GİDEREK İTİBARSIZLAŞAN BİR MERKEZ BANKASI’NIN ÜLKEYE HİÇBİR FAYDASI OLMAZ
Ülkenin pandemiye çok yüksek açıklarla yakalandığı için vatandaşa sadece bankalar aracılığıyla kredi verildiğini doğrudan para olarak verilen yardımın çok az olduğunu belirten Usta, vatandaşa daha fazla destek verilmesi gerektiğini, devlet harcamalarının yeniden incelemesi gerektiğinin altını çizerek, devletin şatafatı saltanatı devam ediyor ama vatandaşa hiçbir şey vermiyor dedi.
Bir başka meselenin ise Merkez Bankası’nın faiz kararı olduğunu dile getiren Usta, "Bu çok kötü bir karar.
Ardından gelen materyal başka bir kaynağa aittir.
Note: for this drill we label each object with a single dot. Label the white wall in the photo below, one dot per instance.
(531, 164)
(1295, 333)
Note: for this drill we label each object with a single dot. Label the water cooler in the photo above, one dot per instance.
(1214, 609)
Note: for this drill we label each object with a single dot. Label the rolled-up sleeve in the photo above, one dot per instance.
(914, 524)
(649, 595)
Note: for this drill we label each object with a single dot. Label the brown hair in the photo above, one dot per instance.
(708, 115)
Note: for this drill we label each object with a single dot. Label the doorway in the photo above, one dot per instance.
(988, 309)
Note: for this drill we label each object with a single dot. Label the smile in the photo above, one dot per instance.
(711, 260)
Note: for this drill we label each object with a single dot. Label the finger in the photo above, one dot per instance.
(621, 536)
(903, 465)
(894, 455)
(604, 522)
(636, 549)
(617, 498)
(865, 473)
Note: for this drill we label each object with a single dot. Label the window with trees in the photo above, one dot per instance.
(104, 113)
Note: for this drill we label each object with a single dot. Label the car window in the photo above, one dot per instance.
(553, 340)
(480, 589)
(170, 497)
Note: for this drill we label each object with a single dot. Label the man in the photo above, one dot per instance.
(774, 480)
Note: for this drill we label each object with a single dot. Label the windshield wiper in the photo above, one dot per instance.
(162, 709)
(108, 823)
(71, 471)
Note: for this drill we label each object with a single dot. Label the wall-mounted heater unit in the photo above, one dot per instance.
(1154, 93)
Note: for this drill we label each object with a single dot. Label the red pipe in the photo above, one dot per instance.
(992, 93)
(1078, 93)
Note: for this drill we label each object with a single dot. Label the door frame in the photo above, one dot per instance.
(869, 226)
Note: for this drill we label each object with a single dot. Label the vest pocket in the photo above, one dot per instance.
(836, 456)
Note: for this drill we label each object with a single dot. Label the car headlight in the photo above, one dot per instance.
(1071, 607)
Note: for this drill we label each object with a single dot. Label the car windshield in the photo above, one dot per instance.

Maliyeti yüksek fakat hiçbir faydası yok. Merkez Bankası serbest bırakılmalıdır, serbest bir şekilde kararlarını vermelidir. Siyaset kurumu Merkez Bankası’nın üzerinden elini çekmelidir. Giderek itibarsızlaşan bir Merkez Bankası’nın ülkeye hiçbir faydası olmaz" dedi.